Former Democratic National Committee chairman and 2009 gubernatorial candidate Terry McAuliffe was likewise tested against the two Republicans. These match-ups suggest a much closer statewide race. Against Bolling, McAuliffe jumps out to a slight 38-36 percent lead; the margin becomes 41-37 percent when Cuccinelli is inserted as the hypothetical Republican nominee.

Virginia: A Battlefield Again

In Governor, Presidential campaign, Senate on November 4, 2011 at 12:47 pm

Gen. Cornwallis surrendered to George Washington at Yorktown. Robert E. Lee surrendered to General Grant at Appomattox Courthouse. Now, more than a century and a half later, the Old Dominion may again be the site of further history-making battles; but this time the participants are Republicans and Democrats instead of military heroes.

The election of 2008 had Democrats speaking openly of Virginia being permanently converted from a “red” to a “blue,” or at least evolving into a swing “purple” state. Barack Obama carried the state, once designated as the capital of the Confederacy, by a wide 235,000-vote margin over John McCain. As a result of this success, Virginia’s Gov. Tim Kaine became Chairman of the Democratic National Committee. Additionally, the state claimed six Democrats in its congressional delegation and both of the party’s U.S. senators, Jim Webb and Mark Warner, recently converted Republican seats and were considered rising stars.

But, the Democrats’ success proved to be short-lived. Just a year later in 2009, then-Attorney General Bob McDonnell led a sweep of the state’s constitutional offices, returning the governor’s mansion to the GOP after eight years of Democratic rule. Lt. Gov. Bill Bolling and Attorney General Ken Cuccinelli joined McDonnell in Richmond and began filling the party’s coffers with treasured campaign dollars, much to the delight of veteran GOP state party chair Pat Mullins.

Another year later, on Election Day 2010, the GOP re-captured the 1st, 2nd, 5th and 9th congressional District seats and gave 11th District Congressman Gerry Connolly the scare of his political life.

Next week, Election Day 2011 will feature a down-to-the-wire contest for partisan control of Virginia’s 40-member state Senate. Controlling the legislature will give the GOP control of the congressional redistricting pen. The Republicans need to capture three seats to gain a working majority and Mullins is spending heavily on his targeted races to accomplish this goal.

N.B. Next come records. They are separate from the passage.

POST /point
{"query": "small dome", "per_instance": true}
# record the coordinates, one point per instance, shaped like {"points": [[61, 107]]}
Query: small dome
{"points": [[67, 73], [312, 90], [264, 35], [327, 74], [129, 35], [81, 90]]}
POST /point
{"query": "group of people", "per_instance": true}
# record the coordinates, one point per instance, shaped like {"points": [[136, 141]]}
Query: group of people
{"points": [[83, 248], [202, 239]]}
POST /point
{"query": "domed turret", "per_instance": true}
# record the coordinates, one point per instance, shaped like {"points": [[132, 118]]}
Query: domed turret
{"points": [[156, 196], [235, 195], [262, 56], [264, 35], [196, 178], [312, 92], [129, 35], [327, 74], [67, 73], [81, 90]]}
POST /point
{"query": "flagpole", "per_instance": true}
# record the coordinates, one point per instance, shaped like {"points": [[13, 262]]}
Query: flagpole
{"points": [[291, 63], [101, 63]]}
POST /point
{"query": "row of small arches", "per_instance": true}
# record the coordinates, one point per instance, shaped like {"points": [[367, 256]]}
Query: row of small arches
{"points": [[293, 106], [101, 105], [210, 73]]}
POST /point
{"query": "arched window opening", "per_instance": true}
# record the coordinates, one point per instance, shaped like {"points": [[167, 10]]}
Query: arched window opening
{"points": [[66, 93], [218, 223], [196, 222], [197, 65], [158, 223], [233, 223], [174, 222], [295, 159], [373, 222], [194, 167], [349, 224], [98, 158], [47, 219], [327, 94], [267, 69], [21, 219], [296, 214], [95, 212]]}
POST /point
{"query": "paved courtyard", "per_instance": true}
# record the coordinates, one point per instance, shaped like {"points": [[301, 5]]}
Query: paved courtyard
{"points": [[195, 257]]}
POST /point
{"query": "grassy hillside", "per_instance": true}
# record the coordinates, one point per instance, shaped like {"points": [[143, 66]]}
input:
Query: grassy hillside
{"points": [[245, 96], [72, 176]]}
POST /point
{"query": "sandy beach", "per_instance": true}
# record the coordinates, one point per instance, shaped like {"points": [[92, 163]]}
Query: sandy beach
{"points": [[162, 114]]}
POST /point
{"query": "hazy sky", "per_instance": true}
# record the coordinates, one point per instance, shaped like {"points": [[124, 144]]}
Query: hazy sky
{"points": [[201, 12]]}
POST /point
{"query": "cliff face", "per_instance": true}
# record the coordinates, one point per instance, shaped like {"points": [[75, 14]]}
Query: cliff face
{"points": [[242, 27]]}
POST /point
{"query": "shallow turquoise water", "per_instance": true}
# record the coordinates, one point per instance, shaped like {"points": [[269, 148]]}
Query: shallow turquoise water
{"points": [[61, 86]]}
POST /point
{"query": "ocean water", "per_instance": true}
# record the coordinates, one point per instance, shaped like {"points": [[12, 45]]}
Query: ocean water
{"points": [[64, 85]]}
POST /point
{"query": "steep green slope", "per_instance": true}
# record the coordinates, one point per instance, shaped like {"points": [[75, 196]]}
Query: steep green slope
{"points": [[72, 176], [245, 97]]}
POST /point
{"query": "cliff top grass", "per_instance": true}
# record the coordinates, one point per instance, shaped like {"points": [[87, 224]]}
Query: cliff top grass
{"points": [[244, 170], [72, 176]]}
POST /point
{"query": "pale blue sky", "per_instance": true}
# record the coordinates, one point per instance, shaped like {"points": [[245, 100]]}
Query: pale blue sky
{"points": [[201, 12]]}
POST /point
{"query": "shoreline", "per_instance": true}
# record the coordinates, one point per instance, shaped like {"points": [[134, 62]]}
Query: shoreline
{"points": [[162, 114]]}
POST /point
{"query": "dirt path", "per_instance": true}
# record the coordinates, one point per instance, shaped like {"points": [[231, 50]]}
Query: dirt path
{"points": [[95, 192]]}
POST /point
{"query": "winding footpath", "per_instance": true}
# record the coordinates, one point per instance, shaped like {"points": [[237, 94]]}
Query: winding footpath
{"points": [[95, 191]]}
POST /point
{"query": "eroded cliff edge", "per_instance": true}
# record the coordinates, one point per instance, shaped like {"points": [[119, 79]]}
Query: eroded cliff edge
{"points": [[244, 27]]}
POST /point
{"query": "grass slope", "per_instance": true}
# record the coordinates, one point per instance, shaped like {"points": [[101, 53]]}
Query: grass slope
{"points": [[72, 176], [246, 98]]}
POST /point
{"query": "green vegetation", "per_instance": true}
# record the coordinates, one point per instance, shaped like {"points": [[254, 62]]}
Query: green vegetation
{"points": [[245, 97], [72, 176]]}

But, of even greater importance, are the headline events for 2012. At stake: Virginia’s thirteen presidential electoral votes and control of the US Senate. As one of the key states nationally, the Commonwealth is clearly in play for the presidential nominees of both parties. Because the Senate races are expected to be tight across the country, control of the body could conceivably come down to how the Old Dominion votes. The Commonwealth’s senior senator, Jim Webb (D), was one of the first to announce his retirement during this election cycle, and the race to succeed him has been locked in a dead heat ever since former governor and DNC chair Tim Kaine decided to jump into the race and oppose the GOP’s likely nominee, former governor and senator, George Allen. The polling throughout the summer and as recently as last week continues to show the race to be in a statistical tie, and even their Q3 financial reports reveal that both have raised nearly identical amounts of campaign funds ($3.5 million).

The contests on Election Day 2011 and 2012 may not be quite as historic or dramatic as what happened in Yorktown or Appomattox, but it is clear that Virginia is once again front and center for key political developments. Both the Presidency and the Senate potentially could be decided here, which means that this swing state could become the epicenter of Campaign 2012, and once again be a focal point for American political change.